Und was, wenn gar nicht die Nachrichten, Donald Trump oder der Brexit so total verrückt wären, sondern die Dominanz, mit der sie
unser Leben beherrschen? Oliver Burkemann
überlegt, ob es für das demokratische Miteinander nicht förderlicher wäre, wenn wir uns
online weniger engagierten: "Sich aus den aktuellen Angelegenheiten herauszuhalten, wird oft mit dem Vorwurf der Selbstbezogenheit quittiert. Vor einem Jahr
porträtierte die
New York Times Erik Hagerman, einen Mann aus Ohio, der sich nach der Wahl von 2016 total aus den Nachrichten ausklinkte und sogar Weißes Rauschen auf seine Ohren spielt, wenn er in den örtlichen Coffeeshop ging, um nicht das Gerede über Donald Trump hören zu müssen. Der Artikel ging - natürlich - viral, und Hagerman traf der geballte Zorn der Leser, oder hätte es getan, wenn er online gegangen wäre. 'Nicht jeder schafft es, ignorant zu werden',
schäumte Kellen Beck auf
Mashable und sprach vielen aus der Seele, als er Hagerman 'den selbstbezogensten Mann in Amerika' nannte. 'Menschen, deren Familien von den Einwanderungsbehörden auseinandergerissen werden, schaffen es nicht. Menschen, die von Waffengewalt bedroht sind, schaffen es nicht. Aber ein weißer Mann, der die Möglichkeit hatte, viel Geld zu verdienen und zu sparen, ist natürlich auch nicht betroffen von den Dingen, die in diesem Land seinen Mitmenschen geschehen. Doch ist die Annahme, dass es ein verwerflicher Luxus sei, den Nachrichten
weniger Aufmerksamkeit zu schenken, ein Überbleibsel aus einer Zeit
als Informationen rar waren. Wenn Nachrichten schwer zu bekommen sind, ist es eine Tugend, sie auszugraben, denn es kostet Mühe. Aber wenn sie allgegenwärtig sind und es die Dinge eher verschlimmert, dass sich
alle in ihnen suhlen, dann erfordert es mehr Mühe, sie zu vermeiden... Ob der Rückzug selbstsüchtig ist oder nicht, hängt davon ab, was man mit der frei gewordenen Zeit und Energie anfängt.
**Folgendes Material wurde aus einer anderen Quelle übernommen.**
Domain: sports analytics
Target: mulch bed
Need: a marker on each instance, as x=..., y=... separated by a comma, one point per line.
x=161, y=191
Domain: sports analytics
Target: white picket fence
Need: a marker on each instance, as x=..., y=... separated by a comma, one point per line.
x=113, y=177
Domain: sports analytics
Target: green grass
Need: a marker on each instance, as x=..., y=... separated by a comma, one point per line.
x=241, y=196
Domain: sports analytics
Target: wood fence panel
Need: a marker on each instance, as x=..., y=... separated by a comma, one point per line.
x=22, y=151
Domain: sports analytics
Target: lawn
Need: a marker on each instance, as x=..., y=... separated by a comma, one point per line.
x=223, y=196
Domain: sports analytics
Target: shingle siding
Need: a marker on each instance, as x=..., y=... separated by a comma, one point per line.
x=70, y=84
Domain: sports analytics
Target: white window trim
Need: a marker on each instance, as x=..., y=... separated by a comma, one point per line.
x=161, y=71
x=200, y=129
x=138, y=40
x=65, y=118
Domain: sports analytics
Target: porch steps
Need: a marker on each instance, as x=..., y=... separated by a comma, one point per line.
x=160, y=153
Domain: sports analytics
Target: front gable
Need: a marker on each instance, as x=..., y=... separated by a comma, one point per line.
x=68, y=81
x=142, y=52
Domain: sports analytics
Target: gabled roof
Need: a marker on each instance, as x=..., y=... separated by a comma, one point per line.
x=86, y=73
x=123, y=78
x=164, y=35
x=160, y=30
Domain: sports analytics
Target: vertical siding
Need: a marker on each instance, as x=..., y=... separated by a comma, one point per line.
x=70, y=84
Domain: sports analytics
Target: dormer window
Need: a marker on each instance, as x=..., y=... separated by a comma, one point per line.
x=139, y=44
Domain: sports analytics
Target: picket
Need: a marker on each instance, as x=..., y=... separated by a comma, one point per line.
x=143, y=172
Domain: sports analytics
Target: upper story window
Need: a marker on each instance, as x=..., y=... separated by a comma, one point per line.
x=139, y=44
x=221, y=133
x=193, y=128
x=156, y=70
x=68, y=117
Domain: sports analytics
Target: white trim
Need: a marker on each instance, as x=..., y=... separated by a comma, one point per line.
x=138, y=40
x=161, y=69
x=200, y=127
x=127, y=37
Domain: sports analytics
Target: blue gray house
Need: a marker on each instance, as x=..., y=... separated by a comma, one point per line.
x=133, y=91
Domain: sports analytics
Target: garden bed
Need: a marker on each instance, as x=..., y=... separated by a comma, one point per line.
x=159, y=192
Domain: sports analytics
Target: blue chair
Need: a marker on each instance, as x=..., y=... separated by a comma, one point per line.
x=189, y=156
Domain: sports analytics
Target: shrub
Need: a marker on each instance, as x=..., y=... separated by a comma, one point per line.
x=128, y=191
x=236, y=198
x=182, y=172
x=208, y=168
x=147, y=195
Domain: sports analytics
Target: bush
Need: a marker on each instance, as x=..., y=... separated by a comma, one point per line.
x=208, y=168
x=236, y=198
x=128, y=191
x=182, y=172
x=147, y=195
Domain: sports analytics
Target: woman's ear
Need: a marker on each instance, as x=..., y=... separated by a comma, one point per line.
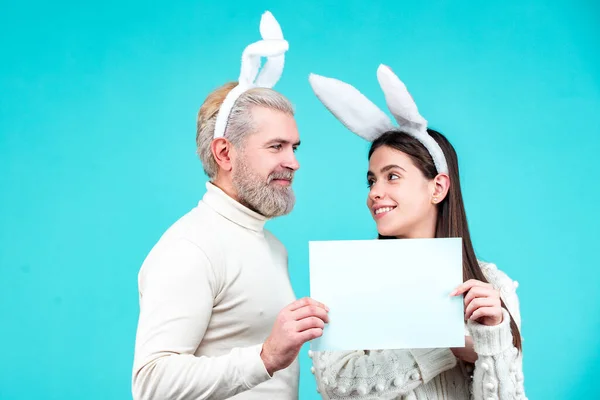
x=441, y=185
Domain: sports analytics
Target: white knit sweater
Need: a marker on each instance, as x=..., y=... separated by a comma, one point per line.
x=432, y=374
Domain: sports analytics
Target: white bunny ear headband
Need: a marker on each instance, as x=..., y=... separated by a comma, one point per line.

Hagerman kaufte 18 Hektar Land neben einer früheren Kohlemine, berichtete die
Times, und will sie renaturieren, bevor er sie der Öffentlichkeit überlässt: ein Projekt, das ihn den Rest seines Lebens und den Großteil seiner Ersparnisse kosten wird."
Tina Rosenberg
erzählt, wie der Psychiater
Vikram Patel nach Simbabwe ging, um zu beweisen, dass die
Depression eine westliche Wohlstandserkrankung sei und
Niedergeschlagenheit in armen Ländern eine Folge von Ausbeutung und Kolonialisierung: "Die Medizin, glaubte Platel, sei nicht Psychotherapie, sondern
soziale Gerechtigkeit. Er begann seine Arbeit, indem er erst traditionelle Heiler befragte, dann die Patienten selbst. Er fragte, was seelische Krankheit sei, woher sie rührte und wie sie zu behandeln sei. Die häufigste Erkrankung hatte einen Namen:
Kufungisisa, ein Wort in der örtlichen Sprache Shona, das übertriebene Sorgen bedeutete. Viele Heiler sagten, Kufungisisa sei keine Krankheit, sondern eine Reaktion auf die Beschwernisse des Lebens, auf Armut oder Krankheit. Aha, dachte Patel, genau wie er erwartet hatte: In Simbabwe wurde seelisches Leiden hervorgerufen durch soziale Ungerechtigkeit. Aber als Patel die Patienten befragte, wie sich Kufungisisa anfühlte, waren die Antworten vertraut: Egal, wie es genannt und was dafür verantwortlich gemacht wurde: Alle beschrieben
Hoffnungslosigkeit,
Erschöpfung, die Unfähigkeit, ihre Probleme anzugehen und ein fehlendes Interesse am Leben um einen herum - klassische Zeichen einer Depression."